To learn about Health Care Without Harm as well as other donor strategies to address exposure to toxic chemicals, see our recently released funder brief: Ensure a Healthy Start: prevent and reduce childhood exposure to harmful chemicals.
Be concrete
There’s not a week that goes by without someone on our team talking about the need for our work to be both informed by the best available evidence and actionable for donors. I was reminded of that mandate during my former professor Sarah Bennett’s keynote session at the CORE group conference. During the Q&A, Bennett, Associate Director of the Health Systems program at the Johns Hopkins University Bloomberg School of Public Health, was asked, “How do we get funders excited about this [community health]?” Her answer: “…use concrete examples and case studies to document and tell the [community health] story. “
Great advice as we strive to ensure that our current project on community health is concrete, actionable, and generates the excitement that leads to increased funding and, more importantly, higher impact.
The SDGs are coming
Anyone who’s been paying attention to international development knows that at the end of this year, the Millennium Development Goals (MDGs) will expire. The Sustainable Development Goals (SDGs) are set to replace the MDGs and be formally adopted during this September’s 70th Session of the UN General Assembly. This new international development agenda includes 17 proposed goals and 169 targets covering a broad range of sustainable development issues, including ending poverty and hunger, improving health and education, making cities more sustainable, combating climate change, and protecting oceans and forests.
Not surprisingly, the SDGs were the hot topic of conversation at all three gatherings and are inspiring many new collaborative efforts. Two initiatives I’ll be following closely include Bretton Woods II: The Progress Pledge (sponsored by New America) and the Post-2015 Partnership Platform for Philanthropy (sponsored by Foundation Center, Rockefeller Philanthropy Advisors, Conrad N. Hilton Foundation, The MasterCard Foundation, Ford Foundation, and the UN Development Program). Though different in their approaches, both focus on enabling philanthropy and impact investing to contribute to global development goals.
It’s all about Impact
Each of the gatherings had entire plenaries, sessions, and workgroups devoted to impact.
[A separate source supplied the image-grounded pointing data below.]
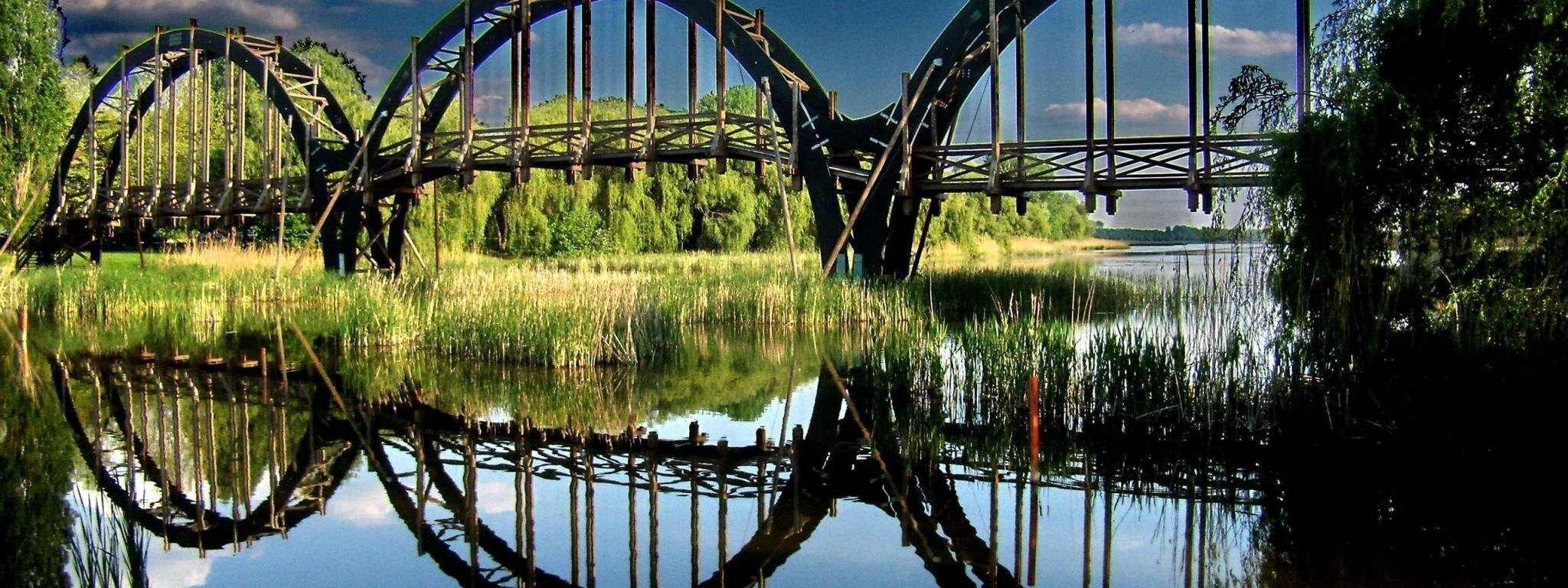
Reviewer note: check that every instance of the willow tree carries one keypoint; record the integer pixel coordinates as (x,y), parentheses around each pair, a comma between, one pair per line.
(1427,181)
(31,100)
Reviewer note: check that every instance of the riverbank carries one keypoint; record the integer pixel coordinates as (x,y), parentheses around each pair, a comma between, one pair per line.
(577,312)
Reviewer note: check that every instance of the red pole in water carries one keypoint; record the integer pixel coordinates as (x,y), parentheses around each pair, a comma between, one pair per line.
(1034,423)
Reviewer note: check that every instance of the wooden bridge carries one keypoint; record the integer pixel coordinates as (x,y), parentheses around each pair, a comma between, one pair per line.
(164,136)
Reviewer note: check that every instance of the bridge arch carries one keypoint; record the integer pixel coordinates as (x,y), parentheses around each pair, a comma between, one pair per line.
(317,131)
(477,30)
(176,516)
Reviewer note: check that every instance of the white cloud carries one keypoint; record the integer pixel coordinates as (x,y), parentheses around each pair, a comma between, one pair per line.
(1144,112)
(361,505)
(1222,40)
(272,16)
(179,568)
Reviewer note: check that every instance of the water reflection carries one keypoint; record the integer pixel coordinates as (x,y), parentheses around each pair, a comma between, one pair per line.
(1177,446)
(237,455)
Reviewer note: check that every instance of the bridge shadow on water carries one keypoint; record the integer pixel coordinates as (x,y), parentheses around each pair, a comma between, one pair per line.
(871,480)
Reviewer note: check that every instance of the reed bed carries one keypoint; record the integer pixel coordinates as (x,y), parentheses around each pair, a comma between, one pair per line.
(541,312)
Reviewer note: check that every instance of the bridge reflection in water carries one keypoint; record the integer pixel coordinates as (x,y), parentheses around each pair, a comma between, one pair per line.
(214,459)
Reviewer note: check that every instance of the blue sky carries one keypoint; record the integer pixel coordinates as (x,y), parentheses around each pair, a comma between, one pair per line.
(858,47)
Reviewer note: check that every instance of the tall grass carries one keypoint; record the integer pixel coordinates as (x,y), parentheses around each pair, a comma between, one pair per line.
(554,314)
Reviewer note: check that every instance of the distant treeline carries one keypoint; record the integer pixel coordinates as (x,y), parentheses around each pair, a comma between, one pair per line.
(1178,234)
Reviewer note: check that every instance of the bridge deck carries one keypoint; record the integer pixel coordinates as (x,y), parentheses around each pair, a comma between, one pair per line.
(1059,165)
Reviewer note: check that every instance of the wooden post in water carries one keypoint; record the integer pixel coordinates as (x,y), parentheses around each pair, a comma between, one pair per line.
(1034,475)
(652,504)
(724,502)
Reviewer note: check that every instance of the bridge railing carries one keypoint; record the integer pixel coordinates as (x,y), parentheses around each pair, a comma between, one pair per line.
(194,200)
(1128,164)
(679,139)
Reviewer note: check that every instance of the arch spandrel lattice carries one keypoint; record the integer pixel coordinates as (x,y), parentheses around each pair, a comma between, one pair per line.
(872,168)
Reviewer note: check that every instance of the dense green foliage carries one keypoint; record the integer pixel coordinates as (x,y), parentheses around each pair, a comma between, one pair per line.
(31,101)
(1430,178)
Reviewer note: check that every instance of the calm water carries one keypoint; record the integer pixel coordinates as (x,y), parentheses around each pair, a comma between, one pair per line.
(758,462)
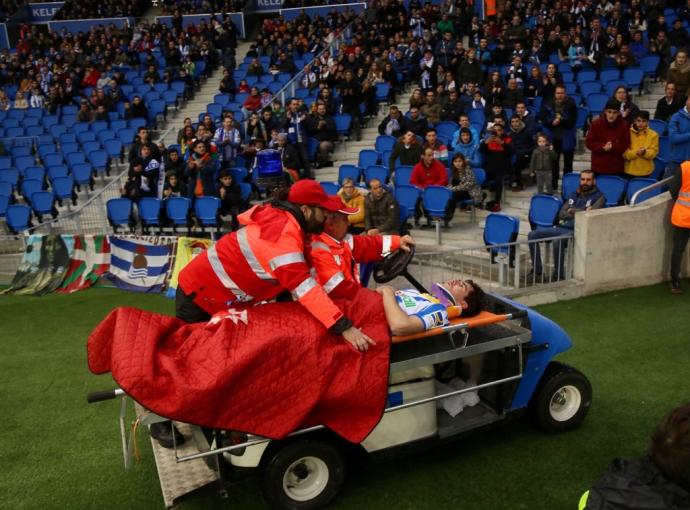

While I was fed helpful reminders like how “not everything that can be measured matters and not everything that matters can be measured” and the importance of beneficiary voice in impact assessment and evaluation, I was struck by how individuals and organizations use and understand impact in different ways, a topic our team examined in What Are We Talking About When We Talk About Impact? In it, we make clear the implicit assumptions behind different definitions as well as questions that donors can ask to cut through the noise and stay on the path to making the positive change they seek.